Ditonellapiaga e TonyPitony si aggiudicano la terza serata, quella dedicata a cover e duetti, del Festival di Sanremo 2026. I due trionfano con una raffinata e divertente versione di “The Lady Is a Tramp” di Frank Sinatra.

Il podio e le grandi interpretazioni

Al secondo posto si è classificato Sayf, che ha trasformato l’Ariston in un club jazz con “Hit The Road Jack” di Ray Charles, accompagnato dalla chitarra di Alex Britti e dalla voce profonda di Mario Biondi in stile Blues Brothers. Il terzo gradino del podio è andato ad Arisa, protagonista di una potente esecuzione di “Quello che le donne” non dicono di Fiorella Mannoia, supportata dal Coro del Teatro Regio di Parma, che ha spinto Laura Pausini a un simbolico inchino di ammirazione.

Il messaggio di Bianca Balti e l’apertura di Laura Pausini

La serata è stata illuminata dalla presenza della top model Bianca Balti. A un anno di distanza dalla sua partecipazione senza capelli a causa delle cure oncologiche, la modella è tornata sul palco con il sorriso: «È passato un anno ma sembra un giorno. E si vede dai miei capelli! Questo palco mi ha dato l’opportunità di lanciare un messaggio, sono qui per godermela non solo per me, ma per tutti coloro che hanno sofferto e soffrono».

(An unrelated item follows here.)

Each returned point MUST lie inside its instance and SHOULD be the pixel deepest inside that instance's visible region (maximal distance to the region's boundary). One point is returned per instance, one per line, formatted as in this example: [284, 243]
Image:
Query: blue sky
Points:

Ad accoglierla una commossa Laura Pausini, che aveva aperto la serata con un imponente medley tra l’esterno e l’interno del teatro, omaggiando Umberto Tozzi, Riccardo Cocciante e Biagio Antonacci.

I momenti cult e il caso del “bacio”

Non sono mancate le scintille sui social per l’esibizione di Levante e Gaia. Le due artiste hanno infiammato la sala con “I Maschi” di Gianna Nannini, concludendo con un bacio proprio mentre la regia allargava l’inquadratura. Il regista Maurizio Pagnussat ha però spento sul nascere le polemiche su una presunta censura: «Mi sarebbe piaciuto riprenderlo se l’avessero fatto un attimo prima, ma c’è un rituale per il cambio di palco».

Tra gli altri momenti significativi, Dargen D’Amico ha presentato una versione stratificata di “Su di noi” con Pupo e Fabrizio Bosso, chiudendo con la voce campionata di Papa Francesco e un monito contro la guerra; Tredici Pietro ha regalato il momento più intimo della serata duettando a sorpresa con il padre Gianni Morandi sulle note di “Vita“; Cristina D’Avena ha sorpreso tutti in versione rock-punk insieme alle Bambole di Pezza, mescolando “Occhi di gatto” ai Led Zeppelin.

Polemiche e ospiti

Mentre la musica celebrava il passato, Alessandro Gassmann ha espresso amarezza via social: l’attore non ha potuto calcare il palco per promuovere la sua nuova fiction Guerrieri poiché padre di un cantante in gara, Leo Gassmann.

La serata ha visto anche la consegna del premio alla carriera a Caterina Caselli, che ha esortato il pubblico a sentirsi “libero dal giudizio”, e l’intervento comico di Alessandro Siani.